You are viewing a plain text version of this content. The canonical link for it is here.

Posted to solr-user@lucene.apache.org by Pranav Prakash <pr...@gmail.com> on 2012/07/08 22:01:13 UTC

Top 5 high freq words - UpdateProcessorChain or DIH Script?

Hi,

I want to store top 5 high frequency non-stopwords words. I use DIH to
import data. Now I have two approaches -

   1. Use DIH JavaScript to find top 5 frequency words and put them in a
   copy field. The copy field will then stem it and remove stop words based on
   appropriate tokenizers.
   2. Write a custom function for the same and add it to
   UpdateRequestProcessor Chain.

Which of the two would be better suited?
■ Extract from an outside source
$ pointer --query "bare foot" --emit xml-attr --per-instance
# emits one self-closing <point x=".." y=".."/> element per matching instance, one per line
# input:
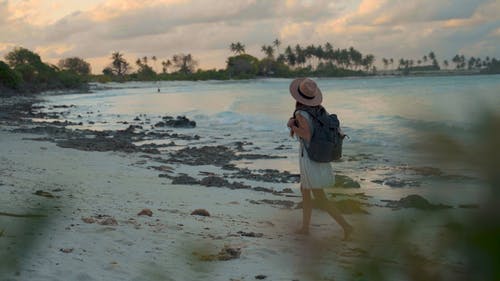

I find the first approach rather
simple, but the issue is that I won't be having access to stop
words/synonyms etc at the DIH time.

In the second approach, if I add it to UpdateRequestProcessor Chain and
insert the function after StopWordsFilterFactory and
DuplicateRemoveFilterFactory, should be rather good way of doing this?

--
*Pranav Prakash*

"temet nosce"

Re: Top 5 high freq words - UpdateProcessorChain or DIH Script?

Posted by Erick Erickson <er...@gmail.com>.

I think the second way is probably the most robust, and it's surprisingly
un-complicated. You wouldn't really be using copyField in that case,
just adding them to the proper field in the document.

Anything you do outside of the update chain would suffer from having to
be kept in synch with the stopwords & etc. Which would be a pain to
maintain whereas putting in your own element in the chain would let Solr/Lucene
do a lot of that work for you...

Best
Erick

On Sun, Jul 8, 2012 at 4:01 PM, Pranav Prakash <pr...@gmail.com> wrote:
> Hi,
>
> I want to store top 5 high frequency non-stopwords words. I use DIH to
> import data. Now I have two approaches -
>
>    1. Use DIH JavaScript to find top 5 frequency words and put them in a
>    copy field. The copy field will then stem it and remove stop words based on
>    appropriate tokenizers.
>    2. Write a custom function for the same and add it to
>    UpdateRequestProcessor Chain.
>
> Which of the two would be better suited? I find the first approach rather
> simple, but the issue is that I won't be having access to stop
> words/synonyms etc at the DIH time.
>
> In the second approach, if I add it to UpdateRequestProcessor Chain and
> insert the function after StopWordsFilterFactory and
> DuplicateRemoveFilterFactory, should be rather good way of doing this?
>
> --
> *Pranav Prakash*
>
> "temet nosce"